Lorente’s victory takes him to 21-0-3 and, more significantly, confirms that the first fight was no accident and no local inconvenience. He is not flashy, nor does he look terribly interested in pleasing aesthetes, but he is stubborn, busy and tactically responsible, which is a useful combination in any division and particularly so at featherweight. Collins drops to 17-1-1 and may feel, with some justification, that he never quite found the rhythm or authority expected of a home favourite in such a big moment. There will be sympathy for him because he fought with resolve and had his moments, but not much room for complaint. This time, there was a winner: Lorente.
Gym Rat Fight Assessment
Congratulations must go to Lorente, who has a remarkable will to win, to go along with superb conditioning. Twice now, he has entered the lion’s den and produced great performances that go some way to making you think he may be able to win a world title.
Collins will be crestfallen, seeing that world title opportunity gone for now, but he can now go back to the drawing board and correct the things that he failed to carry out during the fight.

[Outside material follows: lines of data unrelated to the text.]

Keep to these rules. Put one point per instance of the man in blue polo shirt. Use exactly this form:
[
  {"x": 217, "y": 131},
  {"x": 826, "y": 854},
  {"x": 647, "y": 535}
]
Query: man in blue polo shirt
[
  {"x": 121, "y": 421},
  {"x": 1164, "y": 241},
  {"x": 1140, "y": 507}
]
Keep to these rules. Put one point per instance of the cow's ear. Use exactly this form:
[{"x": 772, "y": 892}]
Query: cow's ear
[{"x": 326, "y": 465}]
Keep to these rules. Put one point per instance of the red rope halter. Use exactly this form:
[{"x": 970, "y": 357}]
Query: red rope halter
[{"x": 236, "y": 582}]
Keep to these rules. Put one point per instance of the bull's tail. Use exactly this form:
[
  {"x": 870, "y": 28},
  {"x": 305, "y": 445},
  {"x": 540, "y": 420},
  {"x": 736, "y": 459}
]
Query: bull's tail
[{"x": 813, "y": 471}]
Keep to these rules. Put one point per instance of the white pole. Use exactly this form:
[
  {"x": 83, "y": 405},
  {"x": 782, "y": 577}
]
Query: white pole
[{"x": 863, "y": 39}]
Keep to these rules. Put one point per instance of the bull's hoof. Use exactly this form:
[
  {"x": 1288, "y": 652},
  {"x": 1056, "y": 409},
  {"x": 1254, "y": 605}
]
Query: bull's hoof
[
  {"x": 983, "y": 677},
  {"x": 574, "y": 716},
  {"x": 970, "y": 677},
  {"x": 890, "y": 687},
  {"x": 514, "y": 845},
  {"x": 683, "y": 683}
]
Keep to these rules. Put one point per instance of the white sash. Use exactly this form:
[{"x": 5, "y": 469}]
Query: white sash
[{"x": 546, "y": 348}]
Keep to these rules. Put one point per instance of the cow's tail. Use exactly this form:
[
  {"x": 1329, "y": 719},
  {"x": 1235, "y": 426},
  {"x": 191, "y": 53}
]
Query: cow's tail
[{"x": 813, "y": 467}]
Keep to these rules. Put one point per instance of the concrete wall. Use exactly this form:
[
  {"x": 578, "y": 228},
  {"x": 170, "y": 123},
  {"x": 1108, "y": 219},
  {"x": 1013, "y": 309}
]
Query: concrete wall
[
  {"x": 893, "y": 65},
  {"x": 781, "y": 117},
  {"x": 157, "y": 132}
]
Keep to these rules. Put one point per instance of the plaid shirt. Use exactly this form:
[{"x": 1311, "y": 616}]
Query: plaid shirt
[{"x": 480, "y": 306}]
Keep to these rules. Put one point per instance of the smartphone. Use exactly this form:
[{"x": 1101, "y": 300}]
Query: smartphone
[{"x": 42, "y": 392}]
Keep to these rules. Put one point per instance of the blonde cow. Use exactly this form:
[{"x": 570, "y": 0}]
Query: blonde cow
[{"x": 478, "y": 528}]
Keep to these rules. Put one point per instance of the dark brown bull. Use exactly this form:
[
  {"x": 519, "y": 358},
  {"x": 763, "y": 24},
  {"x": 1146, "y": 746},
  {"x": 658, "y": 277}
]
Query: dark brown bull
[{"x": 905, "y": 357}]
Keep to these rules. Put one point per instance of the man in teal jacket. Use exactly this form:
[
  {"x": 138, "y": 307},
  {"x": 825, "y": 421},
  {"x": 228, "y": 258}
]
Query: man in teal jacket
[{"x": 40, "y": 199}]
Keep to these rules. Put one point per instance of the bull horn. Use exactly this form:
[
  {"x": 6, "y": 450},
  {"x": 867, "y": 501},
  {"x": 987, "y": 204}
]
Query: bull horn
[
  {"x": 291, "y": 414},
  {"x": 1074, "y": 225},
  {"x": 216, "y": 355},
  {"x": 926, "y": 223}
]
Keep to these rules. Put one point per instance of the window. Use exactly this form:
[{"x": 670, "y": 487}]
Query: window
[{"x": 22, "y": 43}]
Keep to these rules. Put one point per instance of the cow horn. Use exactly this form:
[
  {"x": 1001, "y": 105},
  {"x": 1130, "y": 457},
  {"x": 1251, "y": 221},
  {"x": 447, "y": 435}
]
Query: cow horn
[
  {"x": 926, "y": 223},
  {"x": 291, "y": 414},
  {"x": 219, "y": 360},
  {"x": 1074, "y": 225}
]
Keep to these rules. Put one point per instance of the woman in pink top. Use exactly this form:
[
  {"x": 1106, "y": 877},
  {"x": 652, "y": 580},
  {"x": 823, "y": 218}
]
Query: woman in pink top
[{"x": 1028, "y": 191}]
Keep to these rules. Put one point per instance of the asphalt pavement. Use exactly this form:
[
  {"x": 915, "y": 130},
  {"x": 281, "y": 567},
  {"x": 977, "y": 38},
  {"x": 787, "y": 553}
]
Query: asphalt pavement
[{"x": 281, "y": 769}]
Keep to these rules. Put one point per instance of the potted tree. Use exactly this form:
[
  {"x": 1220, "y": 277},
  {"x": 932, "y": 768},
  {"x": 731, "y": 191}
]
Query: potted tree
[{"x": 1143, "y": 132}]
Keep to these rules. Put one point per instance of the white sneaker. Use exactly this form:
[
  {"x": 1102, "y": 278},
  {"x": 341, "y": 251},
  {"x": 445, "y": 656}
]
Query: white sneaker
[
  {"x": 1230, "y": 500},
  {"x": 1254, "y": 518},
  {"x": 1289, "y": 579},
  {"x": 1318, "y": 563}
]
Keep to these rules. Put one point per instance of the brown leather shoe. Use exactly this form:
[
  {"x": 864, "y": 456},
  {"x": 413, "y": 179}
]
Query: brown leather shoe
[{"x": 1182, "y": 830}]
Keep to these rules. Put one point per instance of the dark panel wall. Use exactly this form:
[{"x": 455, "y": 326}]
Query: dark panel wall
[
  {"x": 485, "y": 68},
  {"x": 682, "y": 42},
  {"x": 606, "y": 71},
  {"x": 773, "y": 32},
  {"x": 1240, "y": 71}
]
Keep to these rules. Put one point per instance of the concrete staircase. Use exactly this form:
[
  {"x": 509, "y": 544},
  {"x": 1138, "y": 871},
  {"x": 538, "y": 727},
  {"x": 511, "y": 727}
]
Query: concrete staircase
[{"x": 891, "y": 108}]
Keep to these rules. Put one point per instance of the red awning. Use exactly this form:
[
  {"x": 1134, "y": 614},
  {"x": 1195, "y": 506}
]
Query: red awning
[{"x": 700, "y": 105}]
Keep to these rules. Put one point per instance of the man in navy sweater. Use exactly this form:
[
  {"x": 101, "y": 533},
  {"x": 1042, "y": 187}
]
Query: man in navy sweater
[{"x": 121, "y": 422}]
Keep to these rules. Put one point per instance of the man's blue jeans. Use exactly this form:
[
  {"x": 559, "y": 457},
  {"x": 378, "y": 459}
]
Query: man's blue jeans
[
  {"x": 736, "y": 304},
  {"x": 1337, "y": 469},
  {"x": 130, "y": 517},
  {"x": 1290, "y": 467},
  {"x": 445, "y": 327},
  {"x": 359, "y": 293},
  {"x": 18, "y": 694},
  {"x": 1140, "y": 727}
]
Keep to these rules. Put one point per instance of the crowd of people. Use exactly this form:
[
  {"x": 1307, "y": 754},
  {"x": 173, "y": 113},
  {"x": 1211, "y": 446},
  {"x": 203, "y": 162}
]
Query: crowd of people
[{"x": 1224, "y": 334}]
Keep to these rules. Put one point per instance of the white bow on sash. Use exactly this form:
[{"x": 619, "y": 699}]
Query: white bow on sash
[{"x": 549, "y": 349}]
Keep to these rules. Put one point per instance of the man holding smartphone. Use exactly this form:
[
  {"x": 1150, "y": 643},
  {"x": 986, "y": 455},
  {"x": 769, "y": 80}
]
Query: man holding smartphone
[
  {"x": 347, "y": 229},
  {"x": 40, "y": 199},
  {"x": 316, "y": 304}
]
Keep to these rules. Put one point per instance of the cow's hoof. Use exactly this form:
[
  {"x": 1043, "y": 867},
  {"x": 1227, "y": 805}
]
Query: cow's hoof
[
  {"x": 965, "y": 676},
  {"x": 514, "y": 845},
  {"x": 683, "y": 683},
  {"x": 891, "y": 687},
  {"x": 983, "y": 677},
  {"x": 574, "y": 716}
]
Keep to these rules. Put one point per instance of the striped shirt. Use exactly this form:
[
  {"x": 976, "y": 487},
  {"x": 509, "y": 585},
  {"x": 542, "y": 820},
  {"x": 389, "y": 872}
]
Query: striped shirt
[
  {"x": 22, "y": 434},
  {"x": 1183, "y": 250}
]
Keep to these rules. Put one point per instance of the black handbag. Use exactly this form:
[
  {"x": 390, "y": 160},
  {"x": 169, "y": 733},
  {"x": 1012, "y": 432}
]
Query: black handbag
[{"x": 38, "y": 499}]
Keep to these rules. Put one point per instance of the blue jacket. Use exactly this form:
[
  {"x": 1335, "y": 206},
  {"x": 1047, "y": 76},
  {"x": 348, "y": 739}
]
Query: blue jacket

Against a pressure fighter like Lorente, he must give far more angle changes as his opponent comes forward, and as a southpaw, keep his lead foot outside his opponent’s.Â
His lack of body punching is probably the biggest reason for his defeat, because on the occasions when he threw the straight left hand to the breadbasket, the results were there for all to see, yet he would go back to head-hunting. Collins is the better boxer of the two, and that showed when Lorente wanted to stay on the outside. The southpaw jab was working, but of course, the Spaniard would manically rush forward and force the Scotsman into a brawl.
For Lorente, the future includes a mandatory challenge for the WBC title, but bum-rushing the slick American will be suicidal, so whilst bringing a high work rate will be an advantage, tactical changes will have to be made. As for Collins, if he wants to get back in the mix and go on to challenge the likes of Carrington, Angelo Leo, or Rafael Espinoza, perhaps he could study one of the greatest southpaws to ever grace the ring, Vasyl Lomachenko and learn how to create the angles he so badly needed in this fight.